Денис Дымченко, Ставрополь
короткий список премии «Лицей» 2024 года, номинация «Проза»
Со склона видно поля. Коричнево-жёлтые километры вшиты в серые облака, слипшиеся в сплошной синеющий от вечера полог, а под ним только «праздные борозды» в рамках лесополос, сколько глаз хватит. Тянутся и тянутся. По шву земли и неба – лес, чёрный до бесцветия. Ближе, за рекой – Воронежский, соседний хутор. Шесть рядов хат вдоль трёх дорог, одна из которых – шоссе, на отшибе сгрудились коробки военной части. В низине темнит лес, колышется от воздушных потоков, слышно, как скрипят стволы. Слева, с гор, ползёт река, зеленоватая извилистая линия, рассыпающаяся в вязи обезвоженных голых деревьев.
Слева от спуска – плато, по краям и у скалы пушащееся от сухого бурьяна. Каждую осень его сжигают, и где-то месяц из-под пепла щетиной выбивается зелёная до изумрудности трава. Когда зелень прорастала выше колена, ветер трепал её, и с высшей точки холма казалось, будто она переливается. В этом году палили поздно, ещё видно было чернь под низкой растительностью, и нос ловил уже не такую горькую, но ещё ощутимую гарь. Земля бугрилась выпаленными муравьиными гнёздами, с которых местные подгребали чернозём.

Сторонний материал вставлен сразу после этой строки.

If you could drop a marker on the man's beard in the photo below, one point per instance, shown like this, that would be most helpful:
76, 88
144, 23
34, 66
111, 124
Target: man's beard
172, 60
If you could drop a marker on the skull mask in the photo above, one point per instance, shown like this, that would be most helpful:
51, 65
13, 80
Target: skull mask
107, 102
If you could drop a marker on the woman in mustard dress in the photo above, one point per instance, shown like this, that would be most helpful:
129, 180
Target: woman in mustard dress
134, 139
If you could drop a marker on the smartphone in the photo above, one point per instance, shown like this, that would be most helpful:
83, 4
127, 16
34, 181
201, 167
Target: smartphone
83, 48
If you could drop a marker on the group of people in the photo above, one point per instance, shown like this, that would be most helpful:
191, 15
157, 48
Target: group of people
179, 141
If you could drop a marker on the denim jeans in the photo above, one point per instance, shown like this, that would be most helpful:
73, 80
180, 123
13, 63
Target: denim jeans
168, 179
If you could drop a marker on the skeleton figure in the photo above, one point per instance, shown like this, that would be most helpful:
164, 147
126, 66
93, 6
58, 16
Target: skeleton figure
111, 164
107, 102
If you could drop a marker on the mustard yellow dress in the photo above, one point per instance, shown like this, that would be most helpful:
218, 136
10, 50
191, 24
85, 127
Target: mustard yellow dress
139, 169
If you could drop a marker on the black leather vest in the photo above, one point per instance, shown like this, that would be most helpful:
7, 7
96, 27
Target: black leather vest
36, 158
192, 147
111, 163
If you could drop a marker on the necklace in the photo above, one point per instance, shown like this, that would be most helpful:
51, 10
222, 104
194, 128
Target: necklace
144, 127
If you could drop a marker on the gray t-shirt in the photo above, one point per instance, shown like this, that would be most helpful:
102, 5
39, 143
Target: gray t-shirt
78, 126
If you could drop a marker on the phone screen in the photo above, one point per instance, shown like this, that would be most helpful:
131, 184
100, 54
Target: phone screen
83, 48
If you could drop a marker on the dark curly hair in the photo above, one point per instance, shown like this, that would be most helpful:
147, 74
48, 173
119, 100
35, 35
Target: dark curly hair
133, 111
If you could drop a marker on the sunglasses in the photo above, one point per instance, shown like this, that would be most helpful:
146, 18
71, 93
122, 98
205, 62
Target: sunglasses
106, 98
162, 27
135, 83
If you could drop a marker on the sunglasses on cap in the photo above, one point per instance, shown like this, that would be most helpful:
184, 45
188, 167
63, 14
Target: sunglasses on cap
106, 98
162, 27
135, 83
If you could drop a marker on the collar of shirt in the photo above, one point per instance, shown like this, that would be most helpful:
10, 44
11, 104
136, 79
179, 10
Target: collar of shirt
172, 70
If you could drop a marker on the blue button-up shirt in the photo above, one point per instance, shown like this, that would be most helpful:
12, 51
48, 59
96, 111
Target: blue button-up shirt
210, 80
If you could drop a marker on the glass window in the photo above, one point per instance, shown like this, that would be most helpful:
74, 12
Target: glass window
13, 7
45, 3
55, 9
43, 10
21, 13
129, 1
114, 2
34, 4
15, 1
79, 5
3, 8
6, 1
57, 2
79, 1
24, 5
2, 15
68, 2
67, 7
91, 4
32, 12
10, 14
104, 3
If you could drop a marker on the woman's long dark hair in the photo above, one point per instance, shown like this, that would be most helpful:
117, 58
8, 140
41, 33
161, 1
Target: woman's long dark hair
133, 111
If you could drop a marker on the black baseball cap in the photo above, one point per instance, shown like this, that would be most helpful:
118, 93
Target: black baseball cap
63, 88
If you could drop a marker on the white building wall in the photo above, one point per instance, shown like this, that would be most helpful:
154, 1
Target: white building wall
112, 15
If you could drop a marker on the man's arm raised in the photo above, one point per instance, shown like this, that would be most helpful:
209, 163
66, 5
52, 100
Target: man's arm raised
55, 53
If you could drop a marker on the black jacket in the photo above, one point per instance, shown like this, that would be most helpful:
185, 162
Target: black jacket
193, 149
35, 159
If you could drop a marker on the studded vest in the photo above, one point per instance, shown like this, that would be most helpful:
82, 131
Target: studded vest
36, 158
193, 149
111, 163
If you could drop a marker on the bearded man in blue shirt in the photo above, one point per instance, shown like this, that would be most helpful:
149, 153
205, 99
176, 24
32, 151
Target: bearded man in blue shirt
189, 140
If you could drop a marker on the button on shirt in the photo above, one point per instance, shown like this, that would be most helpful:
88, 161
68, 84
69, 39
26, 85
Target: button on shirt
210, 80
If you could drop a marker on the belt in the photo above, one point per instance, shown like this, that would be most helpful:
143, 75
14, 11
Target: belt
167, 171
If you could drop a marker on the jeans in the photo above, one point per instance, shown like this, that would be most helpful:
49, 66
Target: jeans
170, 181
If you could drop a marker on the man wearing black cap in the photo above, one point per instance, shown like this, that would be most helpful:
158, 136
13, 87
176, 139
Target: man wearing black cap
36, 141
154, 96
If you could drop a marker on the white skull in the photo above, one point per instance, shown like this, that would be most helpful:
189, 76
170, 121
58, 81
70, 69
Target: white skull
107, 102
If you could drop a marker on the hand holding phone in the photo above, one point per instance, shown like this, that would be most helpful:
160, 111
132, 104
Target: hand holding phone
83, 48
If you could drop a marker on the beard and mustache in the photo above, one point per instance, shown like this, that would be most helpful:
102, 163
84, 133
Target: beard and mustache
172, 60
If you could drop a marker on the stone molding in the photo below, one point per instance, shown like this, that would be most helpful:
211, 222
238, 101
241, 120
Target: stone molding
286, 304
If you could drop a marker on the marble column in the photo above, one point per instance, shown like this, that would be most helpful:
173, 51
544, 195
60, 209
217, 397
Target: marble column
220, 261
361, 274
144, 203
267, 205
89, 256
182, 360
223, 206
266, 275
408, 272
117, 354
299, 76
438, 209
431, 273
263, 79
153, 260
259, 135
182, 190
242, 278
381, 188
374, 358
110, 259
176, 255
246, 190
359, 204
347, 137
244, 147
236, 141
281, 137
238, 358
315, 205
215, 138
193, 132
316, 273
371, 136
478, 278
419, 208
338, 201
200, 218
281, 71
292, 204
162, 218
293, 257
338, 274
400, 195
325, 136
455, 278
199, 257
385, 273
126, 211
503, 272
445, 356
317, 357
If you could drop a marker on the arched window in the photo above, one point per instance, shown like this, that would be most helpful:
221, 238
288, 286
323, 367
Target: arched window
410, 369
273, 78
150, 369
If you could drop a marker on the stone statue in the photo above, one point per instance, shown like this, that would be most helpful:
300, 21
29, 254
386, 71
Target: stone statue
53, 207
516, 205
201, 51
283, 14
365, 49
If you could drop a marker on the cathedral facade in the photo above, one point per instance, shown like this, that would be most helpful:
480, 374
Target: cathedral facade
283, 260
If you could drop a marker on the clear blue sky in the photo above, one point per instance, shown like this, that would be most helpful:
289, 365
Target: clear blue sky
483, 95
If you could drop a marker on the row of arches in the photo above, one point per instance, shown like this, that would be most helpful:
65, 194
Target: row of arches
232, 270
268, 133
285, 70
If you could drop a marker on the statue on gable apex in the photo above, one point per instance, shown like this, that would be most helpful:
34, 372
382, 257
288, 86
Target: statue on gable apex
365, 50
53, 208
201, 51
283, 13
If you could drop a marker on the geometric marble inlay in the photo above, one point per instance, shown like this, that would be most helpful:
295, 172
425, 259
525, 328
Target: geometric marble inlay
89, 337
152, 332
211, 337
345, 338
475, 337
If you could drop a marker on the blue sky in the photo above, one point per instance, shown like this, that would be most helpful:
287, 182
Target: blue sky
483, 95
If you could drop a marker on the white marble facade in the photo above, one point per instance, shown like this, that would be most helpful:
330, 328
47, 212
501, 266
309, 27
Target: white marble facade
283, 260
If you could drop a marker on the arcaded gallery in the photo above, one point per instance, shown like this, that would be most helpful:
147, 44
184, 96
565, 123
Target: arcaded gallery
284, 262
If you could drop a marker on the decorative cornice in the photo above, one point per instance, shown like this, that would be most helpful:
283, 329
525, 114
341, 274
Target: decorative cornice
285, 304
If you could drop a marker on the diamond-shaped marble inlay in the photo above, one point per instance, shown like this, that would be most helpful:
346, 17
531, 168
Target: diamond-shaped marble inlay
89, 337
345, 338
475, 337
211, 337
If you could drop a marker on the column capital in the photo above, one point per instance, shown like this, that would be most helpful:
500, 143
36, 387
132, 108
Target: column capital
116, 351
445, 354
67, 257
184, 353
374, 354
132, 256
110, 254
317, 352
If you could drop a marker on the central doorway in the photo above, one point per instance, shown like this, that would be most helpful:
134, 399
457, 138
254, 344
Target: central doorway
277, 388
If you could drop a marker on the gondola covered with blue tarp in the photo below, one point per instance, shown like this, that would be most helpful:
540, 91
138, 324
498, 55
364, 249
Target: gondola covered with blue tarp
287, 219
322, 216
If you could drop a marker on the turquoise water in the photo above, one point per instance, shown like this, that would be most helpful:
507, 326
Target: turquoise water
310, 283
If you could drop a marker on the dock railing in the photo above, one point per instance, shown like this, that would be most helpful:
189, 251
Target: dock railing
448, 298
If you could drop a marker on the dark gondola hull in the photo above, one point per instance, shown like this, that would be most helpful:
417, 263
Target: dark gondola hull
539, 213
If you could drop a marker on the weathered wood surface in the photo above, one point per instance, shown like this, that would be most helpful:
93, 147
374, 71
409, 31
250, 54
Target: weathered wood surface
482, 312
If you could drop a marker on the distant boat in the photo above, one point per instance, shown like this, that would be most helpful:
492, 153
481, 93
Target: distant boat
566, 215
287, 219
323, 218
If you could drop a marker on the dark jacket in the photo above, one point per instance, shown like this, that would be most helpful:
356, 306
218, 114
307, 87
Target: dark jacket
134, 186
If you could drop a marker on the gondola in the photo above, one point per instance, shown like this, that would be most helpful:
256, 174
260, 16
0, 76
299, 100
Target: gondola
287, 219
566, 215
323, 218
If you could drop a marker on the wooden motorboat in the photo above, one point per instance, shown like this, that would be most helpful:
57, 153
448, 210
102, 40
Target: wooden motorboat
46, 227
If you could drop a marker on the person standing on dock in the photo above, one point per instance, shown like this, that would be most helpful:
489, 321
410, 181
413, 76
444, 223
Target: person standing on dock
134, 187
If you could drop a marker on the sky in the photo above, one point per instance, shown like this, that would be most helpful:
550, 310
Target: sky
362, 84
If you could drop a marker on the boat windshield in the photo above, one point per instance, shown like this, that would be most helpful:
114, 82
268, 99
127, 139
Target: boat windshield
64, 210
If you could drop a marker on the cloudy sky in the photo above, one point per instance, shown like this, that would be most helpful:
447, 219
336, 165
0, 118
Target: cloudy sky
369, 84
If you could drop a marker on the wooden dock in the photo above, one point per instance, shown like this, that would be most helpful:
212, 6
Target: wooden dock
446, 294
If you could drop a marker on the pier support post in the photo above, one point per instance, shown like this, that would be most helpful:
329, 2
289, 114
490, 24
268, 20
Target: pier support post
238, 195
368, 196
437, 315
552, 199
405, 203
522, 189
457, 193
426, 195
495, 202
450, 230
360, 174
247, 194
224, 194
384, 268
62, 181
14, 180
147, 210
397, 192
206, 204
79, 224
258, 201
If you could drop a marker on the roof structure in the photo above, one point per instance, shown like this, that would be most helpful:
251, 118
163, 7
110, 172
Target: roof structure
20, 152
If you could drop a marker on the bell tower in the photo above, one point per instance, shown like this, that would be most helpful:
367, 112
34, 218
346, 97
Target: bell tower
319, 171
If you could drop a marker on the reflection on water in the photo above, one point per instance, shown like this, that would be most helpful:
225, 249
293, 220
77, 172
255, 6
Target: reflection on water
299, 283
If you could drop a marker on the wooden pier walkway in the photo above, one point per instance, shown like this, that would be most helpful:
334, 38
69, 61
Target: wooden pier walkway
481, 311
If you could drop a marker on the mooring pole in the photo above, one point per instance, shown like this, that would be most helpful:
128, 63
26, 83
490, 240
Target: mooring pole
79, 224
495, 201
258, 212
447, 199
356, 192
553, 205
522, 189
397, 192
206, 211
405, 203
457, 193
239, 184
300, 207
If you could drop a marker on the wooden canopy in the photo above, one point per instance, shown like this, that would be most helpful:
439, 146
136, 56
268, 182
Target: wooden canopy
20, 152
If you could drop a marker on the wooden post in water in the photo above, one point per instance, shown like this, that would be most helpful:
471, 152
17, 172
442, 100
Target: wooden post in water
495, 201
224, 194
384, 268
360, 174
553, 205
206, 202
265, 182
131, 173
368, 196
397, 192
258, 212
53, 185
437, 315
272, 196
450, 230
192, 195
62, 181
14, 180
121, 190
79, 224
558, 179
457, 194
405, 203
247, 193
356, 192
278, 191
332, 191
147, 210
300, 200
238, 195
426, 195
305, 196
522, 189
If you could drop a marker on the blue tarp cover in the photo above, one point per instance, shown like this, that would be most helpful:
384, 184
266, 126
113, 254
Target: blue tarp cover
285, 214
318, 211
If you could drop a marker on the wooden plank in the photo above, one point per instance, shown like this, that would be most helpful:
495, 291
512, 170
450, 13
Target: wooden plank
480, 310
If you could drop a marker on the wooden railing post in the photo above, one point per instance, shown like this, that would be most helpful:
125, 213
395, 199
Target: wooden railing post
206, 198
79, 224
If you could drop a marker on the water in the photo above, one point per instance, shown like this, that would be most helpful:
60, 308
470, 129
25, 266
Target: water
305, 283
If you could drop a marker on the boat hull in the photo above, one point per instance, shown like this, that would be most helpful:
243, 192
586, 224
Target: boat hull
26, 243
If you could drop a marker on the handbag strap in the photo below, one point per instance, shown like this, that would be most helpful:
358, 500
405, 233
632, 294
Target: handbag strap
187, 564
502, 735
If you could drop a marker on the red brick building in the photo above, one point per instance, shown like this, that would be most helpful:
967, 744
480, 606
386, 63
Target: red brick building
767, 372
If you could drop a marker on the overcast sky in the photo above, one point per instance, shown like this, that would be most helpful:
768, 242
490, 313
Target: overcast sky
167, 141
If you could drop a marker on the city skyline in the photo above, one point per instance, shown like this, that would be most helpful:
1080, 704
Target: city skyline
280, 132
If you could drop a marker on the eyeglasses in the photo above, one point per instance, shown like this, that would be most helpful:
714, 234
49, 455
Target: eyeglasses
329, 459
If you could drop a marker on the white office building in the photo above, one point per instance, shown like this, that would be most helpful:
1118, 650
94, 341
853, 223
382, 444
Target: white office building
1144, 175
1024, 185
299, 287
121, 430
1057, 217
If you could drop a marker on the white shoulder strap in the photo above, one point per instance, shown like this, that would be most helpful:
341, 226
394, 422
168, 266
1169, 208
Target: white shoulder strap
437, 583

Я пробирался через поле сгоревших муравейников к утёсу. Среди кустарника скрывалась тропа, ведущая к небольшому выступу ракушечника над рекой. Пролез. Сел на край, свесил ноги. Смотрел на лес, на торчащий из скалы сухой ствол какого-то то ли куста, то ли дерева, который мы с пацанами обломали, бросая сверху камни, провожал взглядом уплывавшие за течением ветки и ошмётки пены от бурунов. Довольно скучал, мотал ногами, осыпая камушки под склон. Доплевал соломинку в воду и сорвал другую такую же. Железное небо плыло низко и погромыхивало где-то вдали, ближе к горам. Я глядел на него и думал о том, как мама с бабушкой сидят дома, ругаются на кого-нибудь, а дедушка сидит в моей комнате, качает грушу: скучает и ждёт, когда они уже поедут обратно.
Где-то километрах в десяти-пятнадцати, над Эрсаконом, срывался ливень. С каждой секундой далёкая водяная стена из множества дождевых линий становилась всё ближе и ближе. Гудел и взрывался чернеющий сгусток среди обычной пасмури, от одного края неба до другого. Он был похож на боевую батарею какого-нибудь британского линкора, у которого молнии и гром заменяли пушечные залпы. Завораживало. Попробовал сфотографировать вспышку. Кое-как поймал, но камеру засветило. Я встал, сорвал хворостину с молодого ореха и пошёл к реке. Хотелось спуститься, посмотреть на лес, пока дождь не вдарил. Походя вздыхал, что никакого снега в ближайшее время точно не будет. Не слеплю снеговика.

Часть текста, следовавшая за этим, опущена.